Saturation & capacity

Why performance doesn't degrade linearly—it falls off a cliff.

The idea

Systems don't just get steadily slower as they fill up. They follow a curve with a sharp "knee." Up to about 70-80% Utilization, latency stays relatively flat. But once you hit the Saturation point, incoming requests queue up faster than they can be cleared.

Because of queueing theory, latency shoots up exponentially (the "hockey stick" curve). This applies to CPU, Database Connections, and Thread Pools. To fix it, you must either add capacity (Scale Out) or drop traffic (Load Shedding).

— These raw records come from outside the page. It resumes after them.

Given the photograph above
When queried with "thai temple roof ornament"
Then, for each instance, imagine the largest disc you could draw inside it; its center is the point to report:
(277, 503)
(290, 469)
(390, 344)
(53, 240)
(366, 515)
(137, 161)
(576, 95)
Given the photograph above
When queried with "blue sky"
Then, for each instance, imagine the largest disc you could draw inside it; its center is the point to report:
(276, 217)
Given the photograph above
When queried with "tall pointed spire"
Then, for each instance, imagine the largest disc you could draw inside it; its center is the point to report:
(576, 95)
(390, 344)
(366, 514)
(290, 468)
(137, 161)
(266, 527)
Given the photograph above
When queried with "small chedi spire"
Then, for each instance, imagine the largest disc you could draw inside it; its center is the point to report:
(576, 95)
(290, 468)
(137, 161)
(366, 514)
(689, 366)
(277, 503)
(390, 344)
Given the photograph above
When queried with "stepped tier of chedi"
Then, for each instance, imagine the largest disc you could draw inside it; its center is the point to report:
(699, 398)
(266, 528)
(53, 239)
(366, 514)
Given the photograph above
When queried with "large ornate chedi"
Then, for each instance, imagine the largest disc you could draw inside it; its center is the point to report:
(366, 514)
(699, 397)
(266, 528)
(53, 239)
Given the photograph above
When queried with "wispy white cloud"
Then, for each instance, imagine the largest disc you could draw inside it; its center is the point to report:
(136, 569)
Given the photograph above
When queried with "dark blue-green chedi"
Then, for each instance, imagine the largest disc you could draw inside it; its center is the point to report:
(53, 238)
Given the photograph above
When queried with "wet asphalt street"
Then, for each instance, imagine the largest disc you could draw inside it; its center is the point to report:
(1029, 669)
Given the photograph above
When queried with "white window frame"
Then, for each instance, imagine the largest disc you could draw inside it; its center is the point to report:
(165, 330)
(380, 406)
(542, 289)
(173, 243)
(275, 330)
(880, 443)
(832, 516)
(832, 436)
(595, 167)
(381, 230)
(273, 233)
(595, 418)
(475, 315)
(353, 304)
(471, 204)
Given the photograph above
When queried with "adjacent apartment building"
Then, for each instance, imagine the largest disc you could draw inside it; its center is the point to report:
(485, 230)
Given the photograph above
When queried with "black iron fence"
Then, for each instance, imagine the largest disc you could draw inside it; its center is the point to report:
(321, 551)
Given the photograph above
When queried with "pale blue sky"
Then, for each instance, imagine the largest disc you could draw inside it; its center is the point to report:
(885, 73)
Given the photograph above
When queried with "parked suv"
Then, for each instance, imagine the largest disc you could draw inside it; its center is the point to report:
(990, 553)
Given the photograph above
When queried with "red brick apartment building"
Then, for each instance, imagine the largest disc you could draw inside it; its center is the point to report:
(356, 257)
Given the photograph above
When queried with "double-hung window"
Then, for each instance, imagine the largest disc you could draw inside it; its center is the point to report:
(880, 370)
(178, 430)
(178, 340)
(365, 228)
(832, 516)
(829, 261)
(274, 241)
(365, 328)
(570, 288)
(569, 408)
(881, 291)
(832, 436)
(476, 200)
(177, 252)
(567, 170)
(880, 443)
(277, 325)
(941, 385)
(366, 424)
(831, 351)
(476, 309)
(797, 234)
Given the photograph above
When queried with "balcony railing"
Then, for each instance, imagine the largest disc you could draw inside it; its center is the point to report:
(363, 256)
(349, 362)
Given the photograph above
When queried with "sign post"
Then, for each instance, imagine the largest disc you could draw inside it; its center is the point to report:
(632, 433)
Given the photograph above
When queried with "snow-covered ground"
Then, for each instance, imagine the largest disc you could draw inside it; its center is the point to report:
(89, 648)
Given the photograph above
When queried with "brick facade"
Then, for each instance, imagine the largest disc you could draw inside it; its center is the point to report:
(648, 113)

Low Utilization (10%). System easily handles requests immediately.

How it works (Queueing Theory)

# The mathematical model for latency based on utilization (ρ)
# L = 1 / (1 - ρ)

# At 50% utilization (ρ = 0.5):
latency = 1 / (1 - 0.5) # = 2 (Fast)

# At 80% utilization (ρ = 0.8):
latency = 1 / (1 - 0.8) # = 5 (Starting to queue)

# At 99% utilization (ρ = 0.99):
latency = 1 / (1 - 0.99) # = 100! (Catastrophic queuing, hockey-stick)

# SOLUTION: 
# Auto-scale *before* hitting the knee (e.g. at 65% CPU).
# Because once you are in the knee, it's too late.